The Hype and Reality of Data Lakes
While business stakeholders and technology leaders are still scratching their heads over whether data lakes are the right structure (lack of structure?), there can be no denying the need for Big Data. The reality is that business professionals are clamoring for fast access to mission-critical information, and that data structures are changing in an ever-increasing cycle. Data lakes may be a cost-effective and agile way to collect structured and unstructured data and have it available when and if it is needed. Data gathering has moved beyond transactional and relational data, and data lakes seem to provide organizations with a way to aggregate semi-structured and unstructured data including videos, audio, content from social media, clickstream and more.
Data lakes are sometimes marketed as a panacea. However, as any other solution, technology alone is never the answer.
“Getting value out of the data remains the responsibility of the business end user. Of course, technology could be applied or added to the lake to do this, but without at least some semblance of information governance, the lake will end up being a collection of disconnected data pools or information silos all in one place.” – Andrew White, Gartner
Foundational Features of Data Lakes
Original data lakes were founded on Apache Hadoop–the free, Java-based programming framework that allows large data sets to be processed in a distributed computing environment. There are two key parts to a traditional Hadoop implementation: a distributed file system for data storage (HDFS) and a default framework for data processing (MapReduce). Hadoop utilizes both SQL and NoSQL languages to pull data for analysis. While not the only solution, Hadoop is still the most widely-used system used for storing and managing large amounts of data quickly.

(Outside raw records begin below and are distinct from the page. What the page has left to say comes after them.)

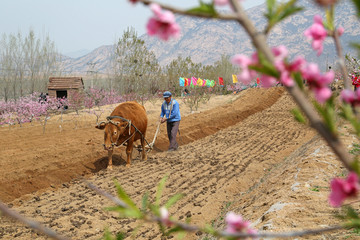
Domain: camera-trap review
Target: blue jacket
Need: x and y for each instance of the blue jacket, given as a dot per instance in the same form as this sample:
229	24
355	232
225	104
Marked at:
175	111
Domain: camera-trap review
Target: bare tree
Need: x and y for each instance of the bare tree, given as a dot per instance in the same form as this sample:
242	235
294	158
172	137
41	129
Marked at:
135	68
26	64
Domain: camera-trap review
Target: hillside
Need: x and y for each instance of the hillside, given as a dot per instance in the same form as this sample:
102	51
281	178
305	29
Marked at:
206	40
241	153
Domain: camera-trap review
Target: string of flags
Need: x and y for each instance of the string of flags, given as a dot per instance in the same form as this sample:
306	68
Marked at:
193	81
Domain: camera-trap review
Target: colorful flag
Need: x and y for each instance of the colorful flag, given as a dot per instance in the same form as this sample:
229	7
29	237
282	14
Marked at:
207	83
221	81
235	78
186	82
182	82
193	81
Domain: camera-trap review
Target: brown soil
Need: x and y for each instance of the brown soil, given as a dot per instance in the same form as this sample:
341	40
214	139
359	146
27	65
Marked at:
243	153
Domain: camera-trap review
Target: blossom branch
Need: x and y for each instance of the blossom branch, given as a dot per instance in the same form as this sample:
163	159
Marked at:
339	51
229	17
32	224
298	96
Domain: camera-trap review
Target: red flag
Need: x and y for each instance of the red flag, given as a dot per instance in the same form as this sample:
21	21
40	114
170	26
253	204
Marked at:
221	81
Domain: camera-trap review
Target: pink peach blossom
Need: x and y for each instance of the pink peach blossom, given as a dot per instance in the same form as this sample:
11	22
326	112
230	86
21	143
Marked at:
221	2
317	33
343	188
318	82
162	23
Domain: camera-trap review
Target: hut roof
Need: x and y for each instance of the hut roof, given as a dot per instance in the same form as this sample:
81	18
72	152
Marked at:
57	83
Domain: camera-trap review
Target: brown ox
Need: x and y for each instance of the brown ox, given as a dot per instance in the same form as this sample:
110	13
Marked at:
126	124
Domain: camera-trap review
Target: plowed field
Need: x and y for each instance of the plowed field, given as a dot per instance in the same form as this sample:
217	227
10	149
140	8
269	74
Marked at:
243	153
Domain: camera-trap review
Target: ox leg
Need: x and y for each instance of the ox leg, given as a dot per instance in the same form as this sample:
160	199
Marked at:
143	152
129	149
110	153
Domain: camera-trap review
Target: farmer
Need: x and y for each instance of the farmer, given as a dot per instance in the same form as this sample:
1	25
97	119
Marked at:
170	113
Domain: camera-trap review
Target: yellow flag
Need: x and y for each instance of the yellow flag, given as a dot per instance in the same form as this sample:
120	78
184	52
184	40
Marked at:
234	78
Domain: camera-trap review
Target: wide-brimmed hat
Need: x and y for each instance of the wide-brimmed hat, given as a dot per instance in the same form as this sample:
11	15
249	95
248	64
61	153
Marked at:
166	94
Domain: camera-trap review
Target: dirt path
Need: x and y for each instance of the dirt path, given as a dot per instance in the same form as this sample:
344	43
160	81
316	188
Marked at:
225	152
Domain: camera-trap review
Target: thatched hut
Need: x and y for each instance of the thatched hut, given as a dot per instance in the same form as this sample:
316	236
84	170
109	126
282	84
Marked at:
60	87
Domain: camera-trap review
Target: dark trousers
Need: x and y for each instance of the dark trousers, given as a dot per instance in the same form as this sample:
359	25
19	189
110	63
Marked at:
172	129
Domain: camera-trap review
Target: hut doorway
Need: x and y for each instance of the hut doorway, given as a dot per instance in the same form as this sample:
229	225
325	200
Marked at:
61	94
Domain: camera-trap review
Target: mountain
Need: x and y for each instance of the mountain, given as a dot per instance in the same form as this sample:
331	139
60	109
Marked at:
206	40
78	53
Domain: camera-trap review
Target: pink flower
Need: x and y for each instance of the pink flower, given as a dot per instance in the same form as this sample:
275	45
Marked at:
318	82
221	2
351	97
164	215
317	33
162	23
340	31
236	224
343	188
348	96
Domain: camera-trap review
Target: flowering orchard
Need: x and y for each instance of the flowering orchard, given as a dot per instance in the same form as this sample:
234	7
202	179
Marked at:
303	80
32	108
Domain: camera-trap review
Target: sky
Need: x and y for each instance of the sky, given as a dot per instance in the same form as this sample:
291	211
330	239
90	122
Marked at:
76	25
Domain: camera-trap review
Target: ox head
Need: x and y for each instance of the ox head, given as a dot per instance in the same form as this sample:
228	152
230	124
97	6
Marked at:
112	131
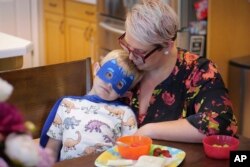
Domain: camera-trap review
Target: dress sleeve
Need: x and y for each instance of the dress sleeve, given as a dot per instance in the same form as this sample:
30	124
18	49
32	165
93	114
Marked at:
208	99
129	124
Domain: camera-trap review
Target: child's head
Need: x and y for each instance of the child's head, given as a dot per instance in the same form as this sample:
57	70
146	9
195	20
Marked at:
116	74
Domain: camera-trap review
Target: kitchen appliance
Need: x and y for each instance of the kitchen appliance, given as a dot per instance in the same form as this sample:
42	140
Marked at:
112	15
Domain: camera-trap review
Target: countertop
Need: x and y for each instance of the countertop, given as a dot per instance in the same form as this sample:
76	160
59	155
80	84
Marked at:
12	46
87	1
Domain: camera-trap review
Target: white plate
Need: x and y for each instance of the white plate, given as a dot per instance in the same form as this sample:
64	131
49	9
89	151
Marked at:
113	154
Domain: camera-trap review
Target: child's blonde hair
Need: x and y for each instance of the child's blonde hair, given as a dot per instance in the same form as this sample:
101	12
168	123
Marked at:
122	58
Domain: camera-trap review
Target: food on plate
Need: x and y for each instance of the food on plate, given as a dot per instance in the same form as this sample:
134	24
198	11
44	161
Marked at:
150	161
120	162
158	152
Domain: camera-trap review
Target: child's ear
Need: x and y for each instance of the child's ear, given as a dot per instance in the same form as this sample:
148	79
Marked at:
96	67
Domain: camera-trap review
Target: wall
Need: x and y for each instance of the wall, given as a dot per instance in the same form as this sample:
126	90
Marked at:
228	32
21	19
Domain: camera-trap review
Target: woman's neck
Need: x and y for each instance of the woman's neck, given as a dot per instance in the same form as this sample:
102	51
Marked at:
163	69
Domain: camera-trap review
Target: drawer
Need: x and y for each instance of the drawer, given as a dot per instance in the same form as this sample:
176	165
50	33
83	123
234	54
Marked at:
54	6
79	10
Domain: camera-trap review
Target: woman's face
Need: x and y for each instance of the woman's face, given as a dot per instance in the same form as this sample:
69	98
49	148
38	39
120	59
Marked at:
137	47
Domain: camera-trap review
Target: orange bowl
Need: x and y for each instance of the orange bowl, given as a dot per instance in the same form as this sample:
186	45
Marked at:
136	146
219	146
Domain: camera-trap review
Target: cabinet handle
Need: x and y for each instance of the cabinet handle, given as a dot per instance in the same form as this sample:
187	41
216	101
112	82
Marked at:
89	13
86	33
53	4
62	27
90	33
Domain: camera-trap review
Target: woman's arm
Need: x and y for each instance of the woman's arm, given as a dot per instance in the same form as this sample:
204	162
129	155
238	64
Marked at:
179	130
55	146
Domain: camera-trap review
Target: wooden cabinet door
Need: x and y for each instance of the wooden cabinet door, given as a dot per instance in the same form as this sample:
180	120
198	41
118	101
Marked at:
54	38
77	39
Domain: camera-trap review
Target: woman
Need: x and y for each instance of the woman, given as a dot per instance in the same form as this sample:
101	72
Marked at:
181	97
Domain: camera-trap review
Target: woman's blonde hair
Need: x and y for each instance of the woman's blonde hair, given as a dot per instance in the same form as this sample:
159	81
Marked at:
122	58
152	22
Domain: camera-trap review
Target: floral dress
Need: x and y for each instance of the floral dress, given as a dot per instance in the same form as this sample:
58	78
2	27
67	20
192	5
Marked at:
195	91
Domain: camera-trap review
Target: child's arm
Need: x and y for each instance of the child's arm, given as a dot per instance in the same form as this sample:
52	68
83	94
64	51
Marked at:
55	146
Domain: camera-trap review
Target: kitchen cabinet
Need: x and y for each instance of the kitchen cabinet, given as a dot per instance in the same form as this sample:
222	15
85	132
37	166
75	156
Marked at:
69	30
54	38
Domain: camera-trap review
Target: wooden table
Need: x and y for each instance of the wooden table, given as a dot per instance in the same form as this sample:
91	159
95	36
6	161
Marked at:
195	155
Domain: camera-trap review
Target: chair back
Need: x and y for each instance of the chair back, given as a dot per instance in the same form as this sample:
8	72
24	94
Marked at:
37	89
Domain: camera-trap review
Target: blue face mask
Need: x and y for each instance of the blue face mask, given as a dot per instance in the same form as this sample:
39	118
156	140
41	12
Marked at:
111	72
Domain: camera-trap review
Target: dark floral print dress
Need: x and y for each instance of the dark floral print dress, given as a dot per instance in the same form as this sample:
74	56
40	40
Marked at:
195	91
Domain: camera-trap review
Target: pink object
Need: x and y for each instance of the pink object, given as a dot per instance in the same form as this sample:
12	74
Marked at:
219	146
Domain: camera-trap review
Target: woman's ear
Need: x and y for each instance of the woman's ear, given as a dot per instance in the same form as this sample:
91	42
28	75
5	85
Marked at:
96	67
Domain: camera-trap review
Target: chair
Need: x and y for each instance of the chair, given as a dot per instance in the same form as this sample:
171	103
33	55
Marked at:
37	89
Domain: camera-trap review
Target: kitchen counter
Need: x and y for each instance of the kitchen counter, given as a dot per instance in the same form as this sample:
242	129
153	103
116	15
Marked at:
87	1
12	50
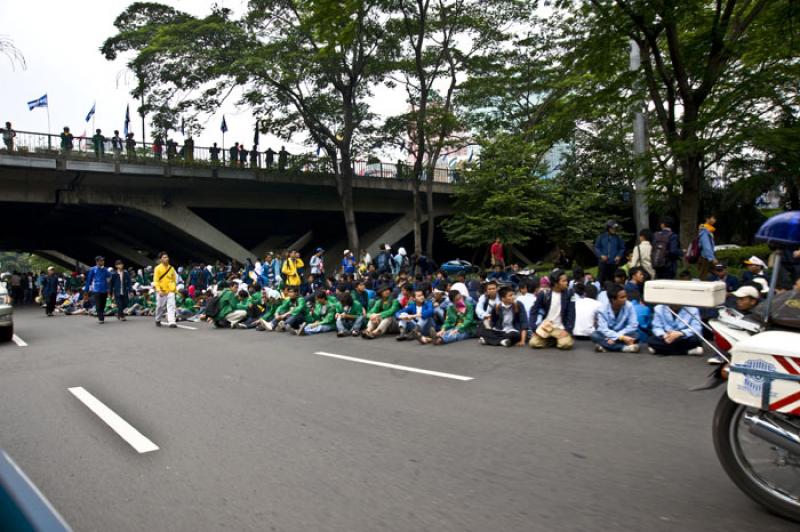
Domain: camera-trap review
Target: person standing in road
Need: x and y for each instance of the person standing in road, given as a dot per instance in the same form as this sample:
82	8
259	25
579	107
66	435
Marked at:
705	240
8	136
165	282
121	286
97	284
50	290
610	249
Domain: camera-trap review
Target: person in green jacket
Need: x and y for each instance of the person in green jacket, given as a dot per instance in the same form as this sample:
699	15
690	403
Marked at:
323	316
381	316
232	307
350	317
459	323
290	306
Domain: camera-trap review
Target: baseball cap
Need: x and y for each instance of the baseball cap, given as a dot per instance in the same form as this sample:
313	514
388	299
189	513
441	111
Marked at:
755	261
747	291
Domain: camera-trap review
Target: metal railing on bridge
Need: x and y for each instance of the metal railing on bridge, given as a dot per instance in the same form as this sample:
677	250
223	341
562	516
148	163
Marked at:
82	148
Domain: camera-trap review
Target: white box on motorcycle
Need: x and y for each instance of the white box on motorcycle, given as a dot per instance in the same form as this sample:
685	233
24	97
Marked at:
775	352
685	293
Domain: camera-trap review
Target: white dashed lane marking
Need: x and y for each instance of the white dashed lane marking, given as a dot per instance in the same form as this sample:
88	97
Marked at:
135	438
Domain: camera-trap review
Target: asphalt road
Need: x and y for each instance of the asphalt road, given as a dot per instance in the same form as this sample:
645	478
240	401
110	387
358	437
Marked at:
257	432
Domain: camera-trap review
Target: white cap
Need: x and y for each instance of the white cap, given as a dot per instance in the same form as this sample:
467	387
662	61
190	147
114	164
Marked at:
747	291
755	261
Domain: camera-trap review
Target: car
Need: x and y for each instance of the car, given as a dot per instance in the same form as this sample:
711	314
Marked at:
6	315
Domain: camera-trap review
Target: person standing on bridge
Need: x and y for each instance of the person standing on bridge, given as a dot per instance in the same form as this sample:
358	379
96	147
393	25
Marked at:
8	137
283	159
165	282
97	284
99	144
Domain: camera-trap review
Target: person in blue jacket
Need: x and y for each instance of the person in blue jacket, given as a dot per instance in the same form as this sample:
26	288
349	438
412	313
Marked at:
50	290
97	284
121	286
617	326
416	319
610	250
673	336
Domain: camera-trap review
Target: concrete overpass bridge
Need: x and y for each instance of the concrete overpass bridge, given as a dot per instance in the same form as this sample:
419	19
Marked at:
71	208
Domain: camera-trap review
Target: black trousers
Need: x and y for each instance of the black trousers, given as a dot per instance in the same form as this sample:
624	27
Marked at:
494	337
605	273
679	347
50	304
100	305
122	303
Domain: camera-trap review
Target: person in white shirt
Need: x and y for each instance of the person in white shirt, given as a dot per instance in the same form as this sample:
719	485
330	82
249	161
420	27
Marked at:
525	295
586	308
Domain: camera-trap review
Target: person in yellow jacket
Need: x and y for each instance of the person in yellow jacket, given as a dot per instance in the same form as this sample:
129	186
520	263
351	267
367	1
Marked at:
291	268
165	282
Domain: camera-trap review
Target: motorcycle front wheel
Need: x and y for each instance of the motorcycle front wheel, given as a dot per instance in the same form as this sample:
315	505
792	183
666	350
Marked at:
767	473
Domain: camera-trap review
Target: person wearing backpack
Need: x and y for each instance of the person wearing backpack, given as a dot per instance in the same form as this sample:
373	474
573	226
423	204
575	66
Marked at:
666	251
642	255
165	282
705	241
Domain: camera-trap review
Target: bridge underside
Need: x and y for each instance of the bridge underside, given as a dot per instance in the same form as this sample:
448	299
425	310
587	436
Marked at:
74	215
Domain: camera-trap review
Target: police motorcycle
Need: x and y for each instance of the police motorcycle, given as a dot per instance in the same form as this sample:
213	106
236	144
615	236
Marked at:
756	425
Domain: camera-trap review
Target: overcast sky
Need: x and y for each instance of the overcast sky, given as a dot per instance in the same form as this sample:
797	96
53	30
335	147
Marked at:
61	41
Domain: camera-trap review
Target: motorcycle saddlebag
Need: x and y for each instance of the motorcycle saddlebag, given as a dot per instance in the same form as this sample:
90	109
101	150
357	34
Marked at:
765	372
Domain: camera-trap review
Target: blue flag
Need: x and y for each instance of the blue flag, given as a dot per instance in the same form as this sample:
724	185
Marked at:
127	120
91	112
39	102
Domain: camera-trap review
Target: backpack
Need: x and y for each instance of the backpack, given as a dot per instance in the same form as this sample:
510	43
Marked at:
212	307
659	257
693	253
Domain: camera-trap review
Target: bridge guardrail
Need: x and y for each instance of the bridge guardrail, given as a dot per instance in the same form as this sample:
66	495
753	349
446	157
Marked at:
49	145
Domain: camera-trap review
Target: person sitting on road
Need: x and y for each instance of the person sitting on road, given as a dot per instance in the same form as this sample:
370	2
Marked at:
459	323
671	335
322	318
617	327
416	318
232	307
350	317
290	305
380	318
553	315
486	302
586	309
508	323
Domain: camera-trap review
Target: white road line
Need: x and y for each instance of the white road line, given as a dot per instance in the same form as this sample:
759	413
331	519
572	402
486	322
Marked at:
135	438
19	341
395	366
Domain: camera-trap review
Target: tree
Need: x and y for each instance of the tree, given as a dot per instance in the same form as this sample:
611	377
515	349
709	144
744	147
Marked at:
436	42
300	66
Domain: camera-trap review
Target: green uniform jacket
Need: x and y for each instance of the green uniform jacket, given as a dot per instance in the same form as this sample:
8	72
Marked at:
325	314
463	322
385	309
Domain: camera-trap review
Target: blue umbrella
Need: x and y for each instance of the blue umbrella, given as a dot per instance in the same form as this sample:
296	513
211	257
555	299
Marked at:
782	228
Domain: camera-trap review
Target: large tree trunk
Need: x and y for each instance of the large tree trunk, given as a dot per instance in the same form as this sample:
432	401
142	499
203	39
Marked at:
690	199
344	185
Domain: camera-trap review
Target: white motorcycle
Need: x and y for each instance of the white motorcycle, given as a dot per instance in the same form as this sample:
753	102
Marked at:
757	422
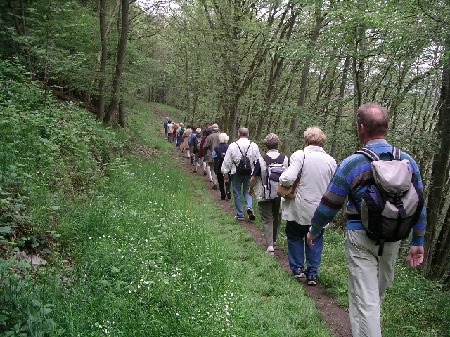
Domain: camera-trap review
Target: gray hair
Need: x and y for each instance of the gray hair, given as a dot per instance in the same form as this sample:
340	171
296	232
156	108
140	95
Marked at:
243	132
223	137
271	141
314	136
374	118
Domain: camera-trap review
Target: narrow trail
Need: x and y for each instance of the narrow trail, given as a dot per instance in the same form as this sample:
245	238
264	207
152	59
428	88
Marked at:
335	316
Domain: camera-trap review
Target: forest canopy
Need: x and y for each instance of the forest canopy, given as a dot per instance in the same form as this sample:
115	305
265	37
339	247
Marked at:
272	66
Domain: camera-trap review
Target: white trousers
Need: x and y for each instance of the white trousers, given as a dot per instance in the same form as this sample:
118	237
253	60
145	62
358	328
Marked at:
369	275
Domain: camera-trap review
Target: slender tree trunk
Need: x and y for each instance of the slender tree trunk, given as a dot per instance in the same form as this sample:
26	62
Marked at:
305	74
439	168
103	59
122	114
117	80
337	120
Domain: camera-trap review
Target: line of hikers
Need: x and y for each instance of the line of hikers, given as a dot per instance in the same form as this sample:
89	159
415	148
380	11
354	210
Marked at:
380	185
240	167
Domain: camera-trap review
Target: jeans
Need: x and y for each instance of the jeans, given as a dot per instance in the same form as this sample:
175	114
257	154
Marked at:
240	185
224	187
298	248
369	275
271	217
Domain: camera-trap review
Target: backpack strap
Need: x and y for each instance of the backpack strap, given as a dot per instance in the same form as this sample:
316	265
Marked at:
369	154
396	153
269	160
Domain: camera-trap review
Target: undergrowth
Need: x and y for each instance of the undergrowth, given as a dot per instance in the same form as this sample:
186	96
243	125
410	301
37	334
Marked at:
136	248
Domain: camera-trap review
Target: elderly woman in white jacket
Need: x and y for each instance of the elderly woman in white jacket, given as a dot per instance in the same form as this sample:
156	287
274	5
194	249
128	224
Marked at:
268	203
315	168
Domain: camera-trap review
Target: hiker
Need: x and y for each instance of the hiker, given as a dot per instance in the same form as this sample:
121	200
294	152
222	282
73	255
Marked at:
179	136
165	123
220	151
263	183
309	172
184	145
239	161
174	133
210	143
194	145
201	155
170	128
369	274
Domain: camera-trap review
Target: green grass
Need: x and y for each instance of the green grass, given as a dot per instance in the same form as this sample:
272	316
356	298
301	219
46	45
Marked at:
146	252
154	256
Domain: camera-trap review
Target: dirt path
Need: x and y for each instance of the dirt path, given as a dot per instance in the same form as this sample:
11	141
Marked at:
335	316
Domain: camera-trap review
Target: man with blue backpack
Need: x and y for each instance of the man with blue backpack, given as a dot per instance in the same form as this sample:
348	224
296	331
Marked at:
239	161
384	190
263	184
218	155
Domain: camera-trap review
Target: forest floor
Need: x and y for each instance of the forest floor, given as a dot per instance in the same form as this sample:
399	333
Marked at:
334	315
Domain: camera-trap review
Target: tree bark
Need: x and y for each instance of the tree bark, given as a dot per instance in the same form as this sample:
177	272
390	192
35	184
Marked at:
318	17
101	5
439	169
117	81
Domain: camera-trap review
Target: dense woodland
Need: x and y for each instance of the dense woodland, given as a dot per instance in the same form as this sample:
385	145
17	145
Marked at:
273	66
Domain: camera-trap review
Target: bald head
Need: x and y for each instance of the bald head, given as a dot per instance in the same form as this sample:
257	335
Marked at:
374	118
243	132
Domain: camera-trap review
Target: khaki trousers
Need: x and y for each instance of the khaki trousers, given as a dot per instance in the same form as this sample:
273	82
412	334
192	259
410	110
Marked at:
369	275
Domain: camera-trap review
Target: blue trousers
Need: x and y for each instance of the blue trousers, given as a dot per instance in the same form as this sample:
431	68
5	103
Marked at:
298	248
240	185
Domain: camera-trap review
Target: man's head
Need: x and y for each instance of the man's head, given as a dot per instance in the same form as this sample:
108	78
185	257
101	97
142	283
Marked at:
271	141
371	122
314	136
223	137
243	132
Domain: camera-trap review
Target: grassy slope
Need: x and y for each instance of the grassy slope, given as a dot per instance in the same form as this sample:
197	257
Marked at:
412	305
155	256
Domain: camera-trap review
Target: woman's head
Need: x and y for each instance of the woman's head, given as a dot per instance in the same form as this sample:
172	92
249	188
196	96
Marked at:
271	141
223	137
314	136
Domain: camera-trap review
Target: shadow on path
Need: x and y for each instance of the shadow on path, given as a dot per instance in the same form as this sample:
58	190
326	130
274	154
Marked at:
335	316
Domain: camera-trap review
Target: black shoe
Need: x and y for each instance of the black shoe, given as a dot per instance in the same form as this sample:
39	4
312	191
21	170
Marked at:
312	280
299	273
250	214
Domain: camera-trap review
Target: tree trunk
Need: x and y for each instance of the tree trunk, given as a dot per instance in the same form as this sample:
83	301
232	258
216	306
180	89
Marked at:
439	168
103	58
305	74
337	121
117	81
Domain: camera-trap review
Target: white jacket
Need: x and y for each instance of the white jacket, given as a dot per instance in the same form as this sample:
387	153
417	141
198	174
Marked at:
318	169
259	190
233	155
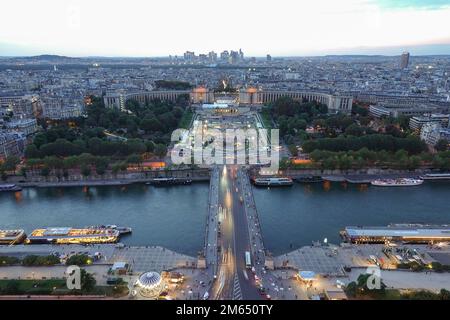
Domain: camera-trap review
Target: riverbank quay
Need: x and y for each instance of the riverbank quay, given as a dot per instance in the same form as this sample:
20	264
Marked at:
107	179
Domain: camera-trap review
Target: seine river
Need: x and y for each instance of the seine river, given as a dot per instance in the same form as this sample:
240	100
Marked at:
175	217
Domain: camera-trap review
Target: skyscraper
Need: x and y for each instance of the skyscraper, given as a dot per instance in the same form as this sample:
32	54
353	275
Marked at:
404	60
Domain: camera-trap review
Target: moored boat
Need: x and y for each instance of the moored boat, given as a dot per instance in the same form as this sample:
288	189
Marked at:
122	230
9	237
401	182
9	188
72	236
436	176
169	181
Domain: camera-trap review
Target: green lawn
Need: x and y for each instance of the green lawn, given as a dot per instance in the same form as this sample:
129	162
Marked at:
267	120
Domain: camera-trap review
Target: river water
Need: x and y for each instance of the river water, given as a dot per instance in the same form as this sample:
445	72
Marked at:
296	216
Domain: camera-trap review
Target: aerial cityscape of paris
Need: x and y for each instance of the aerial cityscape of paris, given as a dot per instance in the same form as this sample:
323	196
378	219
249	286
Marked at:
247	152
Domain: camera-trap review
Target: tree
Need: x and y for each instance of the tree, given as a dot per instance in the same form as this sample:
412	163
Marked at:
85	170
11	163
78	260
160	150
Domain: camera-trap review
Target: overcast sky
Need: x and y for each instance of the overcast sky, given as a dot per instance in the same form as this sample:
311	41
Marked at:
278	27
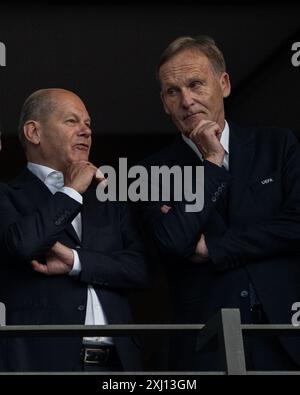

The considerations before taking on a data lakes project are myriad: ingestion workflows must be configured, metadata management and integration with existing environments is critical to ensuring the ongoing usability of the data. Before you embark upon a data lakes project, it’s important to work with experts who can help architect the environment, define user interfaces, explore data intake opportunities and develop a proof of concept before full launch. Determine whether or not your organizational structure, rules and governance will be supported by the operating model. Understanding not only how the data is gathered and aggregated, but offering a user-friendly way for analysts and marketers to retrieve the information are crucial for project success.
Moving from a highly-structured environment such as a data warehouse to an unstructured pool of information such as a data lake is a tremendous leap for an organization. However, it does offer the opportunity for users to gain quick access to a massive range of data at a lowered storage cost and with improved overall system performance. While data lakes may not be the right structure for all organizations, it will be interesting to watch how smart and savvy technology professionals leverage this relatively new data structure to define a new era of data interaction.
Are you using Data Lakes? Do you think it is a new paradigm? Or old wine in a new bottle?